Это была его первая откровенность, первое воспоминание, первая фраза о том, о чем он раньше непробиваемо молчал.
— А теперь?
— Иногда, — произнес он уже холодно и равнодушно, и Аня поежилась.
— Как жарко сегодня, — проговорила она неожиданно и натянула на себя теплый плед.
Богдан держал в руках низкий стакан с золотисто-коричневой жидкостью и иногда делал из него небольшой глоток.
— Что это? — спросила Аня.
— Бренди.
— Ты же не пьешь!
Будто и не прошло пяти лет, будто некогда было чему-то измениться.
— Я испугался и никак не могу успокоиться, — глядя ей в глаза, объяснил он, и тогда Аня решительно протянула руку.
— Можно мне?
Он отдал ей свой стакан, внимательно наблюдая, как маленькая ладонь обхватила круглое дно, как пальцы крепко сжали тонкие стеклянные бока, как губы робко коснулись края и как золотисто-коричневая волна осторожно тронула их. Аня отпила немножко, совсем немножко, и не вернула ему стакан, поставила на спинку дивана.
— Ты правда здесь жил, когда был маленьким?
— Да, — Богдан проследил за ее заинтересованным взглядом. — Только с тех пор мало что осталось.

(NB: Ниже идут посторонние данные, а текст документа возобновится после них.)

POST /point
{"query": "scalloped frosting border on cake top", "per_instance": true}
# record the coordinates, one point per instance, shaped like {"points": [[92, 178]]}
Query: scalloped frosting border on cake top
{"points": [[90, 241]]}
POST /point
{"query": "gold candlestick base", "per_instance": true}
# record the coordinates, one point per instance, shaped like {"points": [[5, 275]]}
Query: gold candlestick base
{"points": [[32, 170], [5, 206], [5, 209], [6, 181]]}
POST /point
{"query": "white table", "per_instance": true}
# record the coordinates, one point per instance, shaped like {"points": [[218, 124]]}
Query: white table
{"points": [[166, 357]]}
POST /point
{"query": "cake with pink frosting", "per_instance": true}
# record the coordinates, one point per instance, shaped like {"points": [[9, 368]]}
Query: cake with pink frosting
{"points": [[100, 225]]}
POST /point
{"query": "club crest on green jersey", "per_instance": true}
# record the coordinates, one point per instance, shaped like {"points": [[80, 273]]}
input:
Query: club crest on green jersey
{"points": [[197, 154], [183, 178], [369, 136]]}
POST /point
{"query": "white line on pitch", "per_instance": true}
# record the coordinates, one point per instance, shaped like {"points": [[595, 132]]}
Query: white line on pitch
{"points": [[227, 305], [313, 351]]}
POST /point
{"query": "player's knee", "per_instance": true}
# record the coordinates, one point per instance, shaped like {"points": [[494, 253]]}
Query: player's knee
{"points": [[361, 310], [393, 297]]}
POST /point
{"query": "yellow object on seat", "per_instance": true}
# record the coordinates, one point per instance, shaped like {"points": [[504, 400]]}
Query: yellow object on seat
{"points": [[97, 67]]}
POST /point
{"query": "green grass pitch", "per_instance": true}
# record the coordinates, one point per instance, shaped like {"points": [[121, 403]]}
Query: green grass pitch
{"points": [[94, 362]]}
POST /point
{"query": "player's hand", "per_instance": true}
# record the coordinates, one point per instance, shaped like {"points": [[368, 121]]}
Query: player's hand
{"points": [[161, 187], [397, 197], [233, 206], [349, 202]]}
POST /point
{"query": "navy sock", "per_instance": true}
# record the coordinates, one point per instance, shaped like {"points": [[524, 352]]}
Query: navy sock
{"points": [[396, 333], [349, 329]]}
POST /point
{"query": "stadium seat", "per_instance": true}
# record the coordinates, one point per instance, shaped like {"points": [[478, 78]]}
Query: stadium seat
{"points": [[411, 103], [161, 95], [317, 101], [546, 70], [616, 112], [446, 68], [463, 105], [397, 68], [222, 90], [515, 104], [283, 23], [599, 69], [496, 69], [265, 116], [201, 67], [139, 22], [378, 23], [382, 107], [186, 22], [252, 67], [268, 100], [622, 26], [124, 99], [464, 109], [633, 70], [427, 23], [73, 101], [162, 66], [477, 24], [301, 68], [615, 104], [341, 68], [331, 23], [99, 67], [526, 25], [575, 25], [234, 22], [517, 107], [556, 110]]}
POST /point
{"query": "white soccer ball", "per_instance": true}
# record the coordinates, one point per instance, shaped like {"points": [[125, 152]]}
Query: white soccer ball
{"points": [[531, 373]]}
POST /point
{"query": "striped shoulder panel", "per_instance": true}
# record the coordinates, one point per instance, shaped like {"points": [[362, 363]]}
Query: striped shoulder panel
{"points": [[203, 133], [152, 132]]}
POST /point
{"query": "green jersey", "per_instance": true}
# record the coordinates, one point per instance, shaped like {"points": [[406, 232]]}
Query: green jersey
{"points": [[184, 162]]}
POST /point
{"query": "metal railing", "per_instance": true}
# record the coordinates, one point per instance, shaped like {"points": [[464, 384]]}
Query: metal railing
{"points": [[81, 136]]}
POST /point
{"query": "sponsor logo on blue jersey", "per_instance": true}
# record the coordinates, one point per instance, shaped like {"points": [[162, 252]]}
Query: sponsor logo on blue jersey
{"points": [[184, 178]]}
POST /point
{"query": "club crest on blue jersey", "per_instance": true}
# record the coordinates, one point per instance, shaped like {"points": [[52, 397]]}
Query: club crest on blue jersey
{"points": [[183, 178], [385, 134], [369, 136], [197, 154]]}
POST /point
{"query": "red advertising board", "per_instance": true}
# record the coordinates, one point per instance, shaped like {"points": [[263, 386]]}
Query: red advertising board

Аня встала с дивана. Конец пледа потянулся за ней, словно не желая отпускать, и мягко упал на пол. Но она не заметила его смешной привязанности, прошла по комнате, мельком взглянула в окно. Легко задетая занавеска качнулась, едва ощутимо тронула ее плечо. Аня сделала шаг назад и очутилась в объятиях Богдана. Тот отчаянно прижал ее к себе, прислонился щекой к волосам.
Она осторожно и ласково погладила его руки и попросила тихонько, но твердо:
— Отпусти.
— Нет. Не хочу. Не могу.
Аня стояла к нему спиной и не могла заглянуть в лицо.
Он нарочно, нарочно сделал так!
Она не сказала больше ни слова, запрокинула голову, стараясь сглотнуть подступающий к горлу комок, а он поцеловал напряженную шею и вдруг почувствовал, как она податлива и безучастна.
Неправда! Это ненастоящая, поддельная безучастность. Главное — не выпускать ее из рук.
— Я надеялась, что никогда не встречу тебя здесь. Я так не хотела ехать сюда. Не надо, не обижай меня! — она говорила негромко, без надрыва, без трагичности, ее спокойный ласковый голос делал невозможными любые возражения, но ее разгоряченная голова независимо от воли и праведных стремлений беспомощно склонилась к его плечу.